The rate of the founder Jewish mutations in BRCA1 and BRCA2 in prostate cancer patients in Israel

A Vazina, J Baniel, Y Yaacobi, A Shtriker, D Engelstein, I Leibovitz, M Zehavi, A A Sidi, Y Ramon, T Tischler, P M Livne, E Friedman
British Journal of Cancer 2000, 83 (4): 463-6
10945492
Inherited predisposition occurs in 5-10% of all prostate cancer (CaP) patients, but the genes involved in conferring genetic susceptibility remain largely unknown. Several lines of evidence indicate that germline mutations in BRCA1 and BRCA2 might be associated with an increased risk for CaP. Three mutations in these two genes (185delAG and 5382InsC (BRCA1) and 6174delT (BRCA2) occur in about 2.5% of the general Ashkenazi population, and the 185delAG BRCA1 mutation, in up to 1% of non-Ashkenazi Jews. In order to assess the contribution of these germline mutations to prostate cancer in Jewish Israeli patients, we tested 174 unselected prostate cancer patients (95 of Ashkenazi origin) for these mutations by PCR amplification and modified restriction enzyme digests.
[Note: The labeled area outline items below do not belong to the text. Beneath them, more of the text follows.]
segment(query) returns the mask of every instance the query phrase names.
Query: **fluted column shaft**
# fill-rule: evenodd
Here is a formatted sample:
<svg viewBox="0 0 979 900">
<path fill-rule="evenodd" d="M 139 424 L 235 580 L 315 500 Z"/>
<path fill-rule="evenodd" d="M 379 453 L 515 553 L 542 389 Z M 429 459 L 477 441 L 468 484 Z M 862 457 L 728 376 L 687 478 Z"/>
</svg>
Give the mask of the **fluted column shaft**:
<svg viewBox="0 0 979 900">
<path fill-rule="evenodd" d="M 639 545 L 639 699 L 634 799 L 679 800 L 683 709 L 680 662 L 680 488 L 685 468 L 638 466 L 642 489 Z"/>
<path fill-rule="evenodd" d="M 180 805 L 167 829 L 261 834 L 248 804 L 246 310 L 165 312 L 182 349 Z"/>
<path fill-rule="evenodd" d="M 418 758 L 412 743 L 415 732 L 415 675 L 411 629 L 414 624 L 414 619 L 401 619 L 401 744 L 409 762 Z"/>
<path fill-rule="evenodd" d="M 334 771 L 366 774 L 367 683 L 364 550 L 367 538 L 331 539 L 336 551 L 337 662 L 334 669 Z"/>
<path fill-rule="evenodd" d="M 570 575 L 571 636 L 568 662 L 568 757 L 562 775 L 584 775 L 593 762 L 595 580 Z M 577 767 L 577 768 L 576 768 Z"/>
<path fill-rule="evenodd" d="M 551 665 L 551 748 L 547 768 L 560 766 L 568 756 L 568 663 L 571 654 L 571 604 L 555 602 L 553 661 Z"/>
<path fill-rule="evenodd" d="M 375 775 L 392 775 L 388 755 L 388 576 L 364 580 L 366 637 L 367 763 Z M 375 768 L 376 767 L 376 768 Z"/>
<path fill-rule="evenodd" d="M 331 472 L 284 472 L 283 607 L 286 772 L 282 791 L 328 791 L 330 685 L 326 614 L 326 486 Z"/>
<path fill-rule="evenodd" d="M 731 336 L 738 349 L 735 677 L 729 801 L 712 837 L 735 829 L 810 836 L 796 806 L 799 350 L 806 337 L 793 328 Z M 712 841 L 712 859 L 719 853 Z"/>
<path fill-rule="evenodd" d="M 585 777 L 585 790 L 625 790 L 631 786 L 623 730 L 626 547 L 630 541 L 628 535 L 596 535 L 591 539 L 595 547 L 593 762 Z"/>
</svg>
Patient's age range was 45-81 years (median 66), and in 24 (14.4%) the disease was diagnosed prior to 55 years of age. Nineteen (11%) and 12 (6.9%) patients had a first or second degree relative with CaP or breast cancer, respectively. Overall, five mutation carriers were detected: 2/152 (1.3%) 185delAG, 2/104 (2%) 5382InsC, and 1/158 (0.6%) 6174delT. In all carriers, the disease was diagnosed after the age of 55, and only one of them had a family history of breast and CaP. In addition, no allelic losses at the BRCA1 locus were demonstrated in 17 patients with a family history of CaP, using seven microsatellite markers. We conclude that the rate of the predominant Jewish BRCA1 and BRCA2 mutations in CaP patients does not significantly differ from that of the general population, and that mutational inactivation of the BRCA1 is rare in familial CaP. Thus, germline BRCA1 and BRCA2 mutations probably contribute little to CaP occurrence, to inherited predisposition, and to early onset disease in Jewish individuals.